What style of peep is it? Are they tie 2 knots (1 at each end) or tieing it in like this?


----------



## SVbowhunter80 (Nov 13, 2012)

Here's how my peep is tied in. Brought the bow new. First few hundred shots I had peep rotation. Once the string is stretched and added two twist the rotation went away. Cheaper strings will stretch and twist more than others. Winner's Choice strings are awesome.


----------



## Martian (Apr 28, 2011)

one issue with any single cam is half the string is serving, so it can take a while to settle in, but I would have thought yours would be fine by now. I would change to a peep with a tube, no more problem


----------



## snowmobilingswordfish (Feb 23, 2012)

Here's what my peep looks like


----------



## wolverines (Jan 29, 2007)

snowmobilingswordfish said:


> Here's what my peep looks like


Have you checked to see if it's not your serving and/or loop that's moving?


----------



## snowmobilingswordfish (Feb 23, 2012)

I guess it could be. I know on September 30th when I took it in they tied a brand new one just to try and eliminate that as an option, unless it's doing it again


----------



## 454casull (Jan 6, 2005)

When the peep turns does the d-loop follow? Single cams do not like large peeps and take a little longer to train but they should not keep moving. How big is your peep? If it is bigger than 3/8" go smaller. A best in class aftermarket string should be rock solid after 50 arrows and not move until you are ready to replace it. If this continues seriously, trash the string. I would recommend Twisted X", Catfish customs (local guy), Center Circle (also local) or JBK. The center serving might be moving as well but if that is the case I personally would be suspect of the quality of the entire string. BCY "X" or Fury is the material you want.


----------



## d_rek (Nov 6, 2013)

454casull said:


> When the peep turns does the d-loop follow? Single cams do not like large peeps and take a little longer to train but they should not keep moving. How big is your peep? If it is bigger than 3/8" go smaller. A best in class aftermarket string should be rock solid after 50 arrows and not move until you are ready to replace it. If this continues seriously, trash the string. I would recommend Twisted X", Catfish customs (local guy), Center Circle (also local) or JBK. The center serving might be moving as well but if that is the case I personally would be suspect of the quality of the entire string. BCY "X" or Fury is the material you want.

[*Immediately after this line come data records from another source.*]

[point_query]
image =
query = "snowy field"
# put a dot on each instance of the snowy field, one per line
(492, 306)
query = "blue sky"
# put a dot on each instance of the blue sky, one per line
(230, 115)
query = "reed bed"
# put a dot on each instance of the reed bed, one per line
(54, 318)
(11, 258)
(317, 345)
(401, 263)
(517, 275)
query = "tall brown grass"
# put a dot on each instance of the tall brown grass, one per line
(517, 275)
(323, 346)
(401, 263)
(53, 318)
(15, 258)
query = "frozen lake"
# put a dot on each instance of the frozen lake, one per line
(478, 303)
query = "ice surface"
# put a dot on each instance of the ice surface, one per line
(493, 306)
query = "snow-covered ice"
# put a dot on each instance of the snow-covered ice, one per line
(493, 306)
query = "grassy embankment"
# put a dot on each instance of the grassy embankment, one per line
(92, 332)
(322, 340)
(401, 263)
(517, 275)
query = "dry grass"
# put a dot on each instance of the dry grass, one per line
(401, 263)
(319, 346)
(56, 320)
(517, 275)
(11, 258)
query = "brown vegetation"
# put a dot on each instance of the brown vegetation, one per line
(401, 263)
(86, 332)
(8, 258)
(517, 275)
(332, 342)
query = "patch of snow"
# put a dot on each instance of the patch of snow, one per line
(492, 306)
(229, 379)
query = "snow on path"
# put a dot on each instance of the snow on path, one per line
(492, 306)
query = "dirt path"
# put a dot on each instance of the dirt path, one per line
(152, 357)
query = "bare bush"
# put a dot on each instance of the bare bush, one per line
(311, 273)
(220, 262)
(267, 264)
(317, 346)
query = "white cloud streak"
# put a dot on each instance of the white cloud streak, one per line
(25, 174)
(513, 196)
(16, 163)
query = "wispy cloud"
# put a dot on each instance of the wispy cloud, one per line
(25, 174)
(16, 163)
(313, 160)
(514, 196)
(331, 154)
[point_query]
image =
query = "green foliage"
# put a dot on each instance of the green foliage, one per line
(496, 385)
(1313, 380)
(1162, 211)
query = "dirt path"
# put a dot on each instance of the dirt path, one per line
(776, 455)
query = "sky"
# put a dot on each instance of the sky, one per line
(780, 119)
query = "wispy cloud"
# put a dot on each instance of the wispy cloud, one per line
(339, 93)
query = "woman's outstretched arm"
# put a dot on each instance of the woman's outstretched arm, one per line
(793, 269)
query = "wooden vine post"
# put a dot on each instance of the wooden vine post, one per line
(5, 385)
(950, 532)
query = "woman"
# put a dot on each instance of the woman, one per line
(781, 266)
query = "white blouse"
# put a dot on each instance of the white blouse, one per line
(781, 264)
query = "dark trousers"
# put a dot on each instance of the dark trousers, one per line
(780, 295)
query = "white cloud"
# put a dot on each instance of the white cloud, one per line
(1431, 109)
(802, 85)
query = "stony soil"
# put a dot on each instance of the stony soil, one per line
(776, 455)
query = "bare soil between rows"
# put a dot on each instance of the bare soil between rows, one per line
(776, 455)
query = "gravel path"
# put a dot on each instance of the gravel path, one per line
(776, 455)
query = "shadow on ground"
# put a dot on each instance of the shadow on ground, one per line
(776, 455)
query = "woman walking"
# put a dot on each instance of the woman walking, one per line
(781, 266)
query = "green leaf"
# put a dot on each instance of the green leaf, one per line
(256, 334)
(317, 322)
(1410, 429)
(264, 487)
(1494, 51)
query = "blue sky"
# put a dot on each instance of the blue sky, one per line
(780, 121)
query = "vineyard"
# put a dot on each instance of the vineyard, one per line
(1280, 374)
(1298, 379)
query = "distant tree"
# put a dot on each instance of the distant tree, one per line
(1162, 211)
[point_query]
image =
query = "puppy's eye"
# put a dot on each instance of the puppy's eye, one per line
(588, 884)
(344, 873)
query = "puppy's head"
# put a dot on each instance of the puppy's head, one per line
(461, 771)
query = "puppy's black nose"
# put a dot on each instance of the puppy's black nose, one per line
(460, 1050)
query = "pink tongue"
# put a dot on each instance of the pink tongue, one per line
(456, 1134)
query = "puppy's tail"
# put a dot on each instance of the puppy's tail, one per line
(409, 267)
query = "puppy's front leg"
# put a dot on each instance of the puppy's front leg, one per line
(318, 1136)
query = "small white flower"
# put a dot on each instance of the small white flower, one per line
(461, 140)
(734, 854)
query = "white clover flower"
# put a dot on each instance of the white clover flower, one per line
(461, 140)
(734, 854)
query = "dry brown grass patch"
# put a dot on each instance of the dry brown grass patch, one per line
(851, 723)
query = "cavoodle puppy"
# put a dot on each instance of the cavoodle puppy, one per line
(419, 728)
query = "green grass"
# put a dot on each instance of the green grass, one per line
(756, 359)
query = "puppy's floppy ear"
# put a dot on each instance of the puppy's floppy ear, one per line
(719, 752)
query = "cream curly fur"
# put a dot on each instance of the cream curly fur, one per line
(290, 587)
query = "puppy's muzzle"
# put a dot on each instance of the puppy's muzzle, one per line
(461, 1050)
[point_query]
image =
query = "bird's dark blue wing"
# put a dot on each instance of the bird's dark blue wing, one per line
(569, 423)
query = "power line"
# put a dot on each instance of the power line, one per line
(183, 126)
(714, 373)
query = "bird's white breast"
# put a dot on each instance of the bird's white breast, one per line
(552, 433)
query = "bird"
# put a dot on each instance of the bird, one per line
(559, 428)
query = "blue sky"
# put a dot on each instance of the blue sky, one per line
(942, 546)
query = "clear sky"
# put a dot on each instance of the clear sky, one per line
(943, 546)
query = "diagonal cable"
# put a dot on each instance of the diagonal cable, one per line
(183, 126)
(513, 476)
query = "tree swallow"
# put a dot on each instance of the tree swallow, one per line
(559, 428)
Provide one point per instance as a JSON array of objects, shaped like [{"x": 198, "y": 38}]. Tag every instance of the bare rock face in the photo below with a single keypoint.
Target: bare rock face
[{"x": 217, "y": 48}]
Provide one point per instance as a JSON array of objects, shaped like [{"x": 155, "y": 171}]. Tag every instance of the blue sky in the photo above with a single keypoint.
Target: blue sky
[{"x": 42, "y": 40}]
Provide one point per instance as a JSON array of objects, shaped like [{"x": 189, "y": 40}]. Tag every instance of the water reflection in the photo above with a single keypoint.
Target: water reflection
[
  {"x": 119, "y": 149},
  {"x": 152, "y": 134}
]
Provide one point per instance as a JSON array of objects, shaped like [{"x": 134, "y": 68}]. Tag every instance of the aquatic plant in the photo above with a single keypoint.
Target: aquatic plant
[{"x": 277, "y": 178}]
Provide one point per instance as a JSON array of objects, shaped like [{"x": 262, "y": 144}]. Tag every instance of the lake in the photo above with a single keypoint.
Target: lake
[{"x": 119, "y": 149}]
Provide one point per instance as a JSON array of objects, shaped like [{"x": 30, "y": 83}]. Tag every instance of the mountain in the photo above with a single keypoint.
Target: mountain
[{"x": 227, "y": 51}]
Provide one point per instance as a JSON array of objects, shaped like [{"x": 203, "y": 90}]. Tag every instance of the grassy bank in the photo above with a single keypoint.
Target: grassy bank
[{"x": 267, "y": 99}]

Dan's right on here. After 50-100 shots your peep should not be moving. If it is the strings are still settling, or it has not been served in properly, or the strings are junk, or there is something else going on with your bow.

Adding/removing twists should only be done after the string is settled, so make sure you've put some arrows on them before you just haul off and take it to another shop.

Over time your strings will stretch (regardless of what the string makers say) so you will probably end up twisting them up, or replacing them.

I have not personally had much success 'training' a peep after it's tied in. The only way to 'train' it IMO is to twist strings or install a solid silencer and move it up and down to change the peep rotation.


----------



## wolverines (Jan 29, 2007)

snowmobilingswordfish said:


> I guess it could be. I know on September 30th when I took it in they tied a brand new one just to try and eliminate that as an option, unless it's doing it again


Sorry, when you said moving I thought you were talking up, not rotating.


----------